Si quisiéramos rastrear honestamente cuándo la Verdad dejó de ser el centro del debate político, sería necesario remontarnos a la reforma luterana y su principio del “libre examen” según el cual cada individuo puede interpretar la escritura a nivel subjetivo. Esta doctrina protestante, raíz del relativismo, se tradujo al campo político en la Revolución Francesa con la institución de los “Derechos del Hombre y del Ciudadano”, específicamente la Libertad de Conciencia y la Libertad de Religión, definidas por sus proponentes como el derecho de decidir autónomamente el bien y el mal, y en qué creer.
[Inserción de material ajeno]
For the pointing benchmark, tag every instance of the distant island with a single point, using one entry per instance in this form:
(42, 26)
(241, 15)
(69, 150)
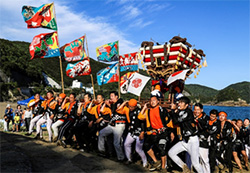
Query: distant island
(17, 71)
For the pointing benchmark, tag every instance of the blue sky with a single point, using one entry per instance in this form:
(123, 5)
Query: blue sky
(220, 28)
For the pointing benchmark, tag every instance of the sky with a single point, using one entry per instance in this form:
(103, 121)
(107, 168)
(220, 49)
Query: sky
(219, 28)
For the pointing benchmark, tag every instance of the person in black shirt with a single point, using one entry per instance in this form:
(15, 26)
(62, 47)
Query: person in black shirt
(239, 144)
(202, 124)
(214, 131)
(183, 116)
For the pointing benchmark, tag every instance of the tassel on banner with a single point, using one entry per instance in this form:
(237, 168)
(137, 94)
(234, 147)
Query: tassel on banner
(204, 63)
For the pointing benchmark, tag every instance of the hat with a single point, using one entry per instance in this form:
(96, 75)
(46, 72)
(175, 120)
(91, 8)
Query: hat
(158, 87)
(62, 95)
(223, 113)
(132, 102)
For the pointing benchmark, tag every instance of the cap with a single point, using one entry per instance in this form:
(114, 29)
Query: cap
(62, 95)
(132, 102)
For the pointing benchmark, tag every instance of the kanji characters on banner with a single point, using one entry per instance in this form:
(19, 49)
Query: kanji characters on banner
(44, 46)
(42, 16)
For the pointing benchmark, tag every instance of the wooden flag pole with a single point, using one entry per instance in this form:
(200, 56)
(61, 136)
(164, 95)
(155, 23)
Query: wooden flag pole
(60, 58)
(91, 76)
(119, 79)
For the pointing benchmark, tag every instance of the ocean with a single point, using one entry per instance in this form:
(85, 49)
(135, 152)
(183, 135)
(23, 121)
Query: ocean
(232, 112)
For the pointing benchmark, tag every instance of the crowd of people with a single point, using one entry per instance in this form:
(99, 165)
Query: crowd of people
(163, 139)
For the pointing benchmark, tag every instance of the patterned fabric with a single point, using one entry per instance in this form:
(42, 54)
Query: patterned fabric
(74, 51)
(42, 16)
(108, 52)
(128, 62)
(78, 69)
(44, 46)
(108, 74)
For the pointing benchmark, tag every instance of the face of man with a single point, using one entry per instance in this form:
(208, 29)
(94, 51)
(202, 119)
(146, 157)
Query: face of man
(71, 98)
(60, 99)
(49, 95)
(212, 117)
(86, 98)
(100, 99)
(182, 105)
(197, 111)
(239, 123)
(113, 97)
(222, 117)
(246, 122)
(37, 96)
(154, 102)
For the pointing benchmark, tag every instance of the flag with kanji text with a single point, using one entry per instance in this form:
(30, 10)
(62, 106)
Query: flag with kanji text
(74, 51)
(44, 46)
(108, 74)
(78, 69)
(108, 52)
(128, 62)
(42, 16)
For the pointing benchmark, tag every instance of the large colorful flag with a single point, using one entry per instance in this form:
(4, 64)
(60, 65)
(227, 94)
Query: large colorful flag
(42, 16)
(128, 62)
(74, 51)
(78, 69)
(108, 74)
(125, 81)
(137, 83)
(108, 52)
(44, 46)
(177, 75)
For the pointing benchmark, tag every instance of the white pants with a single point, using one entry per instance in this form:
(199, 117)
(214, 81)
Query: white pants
(33, 122)
(117, 131)
(204, 159)
(192, 147)
(55, 127)
(138, 148)
(42, 121)
(5, 125)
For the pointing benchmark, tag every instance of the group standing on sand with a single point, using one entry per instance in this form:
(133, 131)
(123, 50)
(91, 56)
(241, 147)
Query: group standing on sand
(165, 139)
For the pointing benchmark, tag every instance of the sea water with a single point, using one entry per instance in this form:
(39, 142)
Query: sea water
(232, 112)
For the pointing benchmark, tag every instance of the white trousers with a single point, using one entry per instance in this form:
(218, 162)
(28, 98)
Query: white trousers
(42, 121)
(55, 127)
(33, 122)
(138, 148)
(204, 159)
(192, 147)
(117, 131)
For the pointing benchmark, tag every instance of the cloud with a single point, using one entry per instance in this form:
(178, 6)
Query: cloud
(71, 25)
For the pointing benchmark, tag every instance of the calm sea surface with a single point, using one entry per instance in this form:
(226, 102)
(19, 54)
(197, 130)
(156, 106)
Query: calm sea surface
(232, 112)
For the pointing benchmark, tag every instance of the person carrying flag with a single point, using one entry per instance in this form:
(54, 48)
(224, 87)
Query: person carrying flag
(48, 107)
(158, 133)
(36, 106)
(135, 130)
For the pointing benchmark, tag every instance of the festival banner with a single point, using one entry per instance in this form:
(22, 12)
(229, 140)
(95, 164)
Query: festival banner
(177, 75)
(108, 52)
(42, 16)
(108, 74)
(44, 46)
(74, 51)
(125, 81)
(78, 69)
(137, 83)
(128, 62)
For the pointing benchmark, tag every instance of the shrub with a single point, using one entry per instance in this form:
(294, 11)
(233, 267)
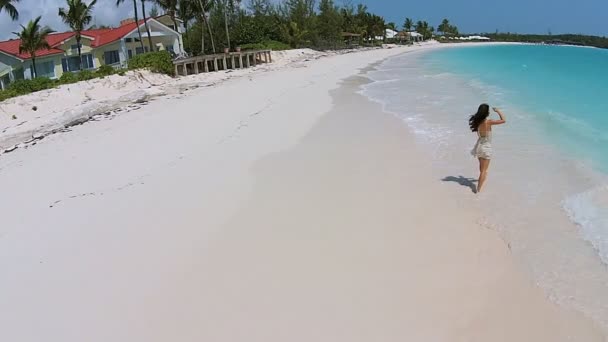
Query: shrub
(159, 62)
(85, 75)
(105, 70)
(7, 94)
(21, 87)
(276, 46)
(270, 44)
(68, 77)
(253, 46)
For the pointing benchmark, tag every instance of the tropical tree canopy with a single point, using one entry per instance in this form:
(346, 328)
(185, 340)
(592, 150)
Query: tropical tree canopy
(33, 39)
(77, 16)
(9, 7)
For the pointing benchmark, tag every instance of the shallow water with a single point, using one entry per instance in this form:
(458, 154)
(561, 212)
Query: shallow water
(547, 192)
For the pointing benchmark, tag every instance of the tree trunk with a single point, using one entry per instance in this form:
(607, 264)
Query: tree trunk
(78, 39)
(226, 22)
(181, 48)
(201, 22)
(143, 9)
(188, 35)
(141, 42)
(209, 29)
(33, 70)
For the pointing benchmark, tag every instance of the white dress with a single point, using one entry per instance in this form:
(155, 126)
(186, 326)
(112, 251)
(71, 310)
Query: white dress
(483, 147)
Por eso, eminentes teóricos de la democracia liberal, como Hans Kelsen, defendían que la democracia fracasaría si llegase a concluir verdades.
Para colmo de la “posverdad”, el discurso del “pluralismo”. El progresismo “pluralista” defendiendo el “respeto por la diversidad”, es decir, la convivencia liberal de “verdades”particulares, subjetivas, e incluso opuestas. ¿Qué otro teórico de la “posverdad”, más que Michel Foucault? Foucault, precursor de la Ideología de Género, argumentaba que la verdad no era más que un subproducto del poder. Así, el progresismo nos ha conducido al paroxismo de la “posverdad”: El Estado obligando a los ciudadanos a creer que un hombre trasvestido es una mujer, que dos hombres son familia, y que dos niños gestados en vientre de alquiler son sus “hijos biológicos”.
En conclusión, lo que los medios escandalizados llaman “posverdad”, no es más que la angustia ante la pérdida del monopolio sobre la razón pública. La gente se ha hartado de la imposición política y mediática de discursos ideológicos y ha optado por canales de comunicación alternos, tal vez no del todo independientes, tal vez no infalibles, pero al menos desligados del establisment político, y sin duda alguna más coherentes con la realidad cotidiana en que viven los ciudadanos y su estructura moral.